When it comes to evaluating the financial performance of top movies, it isn’t always about what a film grosses at the box office. The true tale is told when production budgets, P&A, talent participation and other costs are subtracted from box office grosses, sweetened by estimates of ancillary revenues from VOD to DVD and TV. To get close to that mysterious end of the equation, Deadline uses data culled by seasoned and trusted sources.
This time, we’ll also dissect the five films that lost the most money, and shine a light on five cash cows that didn’t crack our top 25 list that is based on U.S. grosses, but whose outsized profitability makes them noteworthy.

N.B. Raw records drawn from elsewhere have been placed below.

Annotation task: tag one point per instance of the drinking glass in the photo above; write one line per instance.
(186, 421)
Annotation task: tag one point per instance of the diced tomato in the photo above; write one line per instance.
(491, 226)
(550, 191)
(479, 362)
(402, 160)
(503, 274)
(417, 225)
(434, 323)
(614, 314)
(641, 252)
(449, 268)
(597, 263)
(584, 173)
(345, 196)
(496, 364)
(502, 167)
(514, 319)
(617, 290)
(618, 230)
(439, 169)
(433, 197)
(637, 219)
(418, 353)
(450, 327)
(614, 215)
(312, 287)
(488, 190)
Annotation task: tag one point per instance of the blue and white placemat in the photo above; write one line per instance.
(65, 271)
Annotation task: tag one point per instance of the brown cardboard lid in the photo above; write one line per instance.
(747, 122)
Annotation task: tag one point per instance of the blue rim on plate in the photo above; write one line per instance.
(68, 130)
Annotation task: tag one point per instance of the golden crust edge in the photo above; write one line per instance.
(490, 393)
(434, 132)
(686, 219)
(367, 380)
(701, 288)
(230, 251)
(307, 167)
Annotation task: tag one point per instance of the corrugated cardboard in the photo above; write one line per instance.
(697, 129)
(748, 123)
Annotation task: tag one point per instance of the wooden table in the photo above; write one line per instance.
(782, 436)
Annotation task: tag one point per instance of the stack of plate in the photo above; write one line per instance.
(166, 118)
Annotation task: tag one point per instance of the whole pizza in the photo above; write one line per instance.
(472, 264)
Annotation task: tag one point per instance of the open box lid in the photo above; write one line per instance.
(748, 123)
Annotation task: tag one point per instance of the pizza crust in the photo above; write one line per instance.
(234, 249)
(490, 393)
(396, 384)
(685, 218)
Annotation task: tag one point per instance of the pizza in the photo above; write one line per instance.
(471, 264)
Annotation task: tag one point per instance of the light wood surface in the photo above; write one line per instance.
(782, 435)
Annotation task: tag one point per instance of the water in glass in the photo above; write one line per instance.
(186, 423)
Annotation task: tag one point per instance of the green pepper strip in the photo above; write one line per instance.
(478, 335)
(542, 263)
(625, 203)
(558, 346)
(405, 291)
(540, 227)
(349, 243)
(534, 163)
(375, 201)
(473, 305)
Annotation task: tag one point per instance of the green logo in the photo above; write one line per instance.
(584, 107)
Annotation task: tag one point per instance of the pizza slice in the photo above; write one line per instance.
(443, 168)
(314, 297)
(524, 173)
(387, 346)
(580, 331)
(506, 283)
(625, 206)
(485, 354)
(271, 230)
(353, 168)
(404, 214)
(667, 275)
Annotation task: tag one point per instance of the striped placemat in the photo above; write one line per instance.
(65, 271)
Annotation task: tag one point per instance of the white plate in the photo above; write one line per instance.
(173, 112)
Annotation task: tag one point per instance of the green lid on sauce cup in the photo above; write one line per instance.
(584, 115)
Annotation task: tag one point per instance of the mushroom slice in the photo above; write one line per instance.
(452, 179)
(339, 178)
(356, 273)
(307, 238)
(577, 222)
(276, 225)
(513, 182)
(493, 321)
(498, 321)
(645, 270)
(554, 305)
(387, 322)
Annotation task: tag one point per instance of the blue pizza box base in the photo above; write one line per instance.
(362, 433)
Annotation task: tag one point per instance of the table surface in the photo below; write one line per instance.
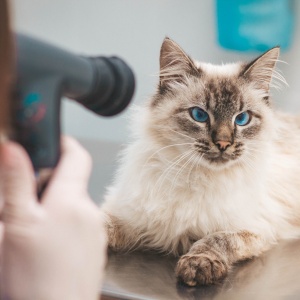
(275, 275)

It is difficult to get at exact talent paydays on cash break deals; the aim is to demystify the process. Though a box office champ is crowned in the press each weekend, that only tells a small part of the story.
Here we go with No. 25…
Historically speaking, moviegoers haven’t thrown dollar bills at stripper movies. There have been such notable flops as the Paul Verhoeven-directed, $45 million-budgeted Showgirls ($20.3M domestic B.O.) and the Demi Moore $50M comedy Striptease ($33.1M domestic B.O.). The outlier was the Steven Soderbergh-directed Magic Mike, where the dancers were dudes, at $167.7M worldwide. Based on the Jessica Pressler New York magazine article “The Hustlers at Scores,” Hustlers worked wrapping sex appeal into a gritty crime story about dancers who scammed greedy Wall Street clients during the height of the 2008 recession. The film was originally developed at Annapurna, with Jennifer Lopez starring and Lorene Scafaria directing, this before the indie studio kicked it and other films to the curb because it was a hard sell in foreign markets, making its $30 million budget a risk. While other studios passed on the turnaround project, STX seized an opportunity it saw in a film that could appeal to a diverse cross-section of females. The cast included Lopez as the mastermind, with Crazy Rich Asians’ Constance Wu, Riverdale‘s Lili Reinhart and pop singers Lizzo and Cardi B as her accomplices. Hustlers’ promise asserted itself when it began showing up on tracking four weeks before its September 12 opening, where it scored strongly with Hispanic, African American, Asian and LGBTQ moviegoers. It emerged from a world premiere at the Toronto Film Festival with awards buzz and strong reviews (87% certified fresh Rotten Tomatoes score) that hinted at success. Critical praise was high especially for Lopez, who earned Golden Globe and SAG Supporting Actress nominations. Hustlers opened to $33.1M at the domestic box office, a best ever bow for an STX-released film, and same for Lopez in a live-action role.
The Box Score
Here are the costs and revenues as our experts see them:
THE BOTTOM LINE:
STX made the movie at a net $20M production cost in 29 days to accommodate Lopez’s schedule as she squeezed in the shoot prior to rehearsing for a concert tour. Helping to drive costs down were STX’s foreign sales output deals with their partners, which are estimated at $10M (the distributor handled distribution in the U.S. and the UK). Lopez bet on herself here, taking less pay upfront in exchange for a bigger back-end, which is estimated at $8M. STX spent $38M in P&A at specific female demographics. They responded, spending close to $105M in domestic ticket sales and $52.6M abroad. Hustlers became STX’s second highest-grossing movie worldwide at $157.5M, trailing only Bad Moms ($183.9M). The film poured off a net profit of $47M, a much needed hit for the mini-major.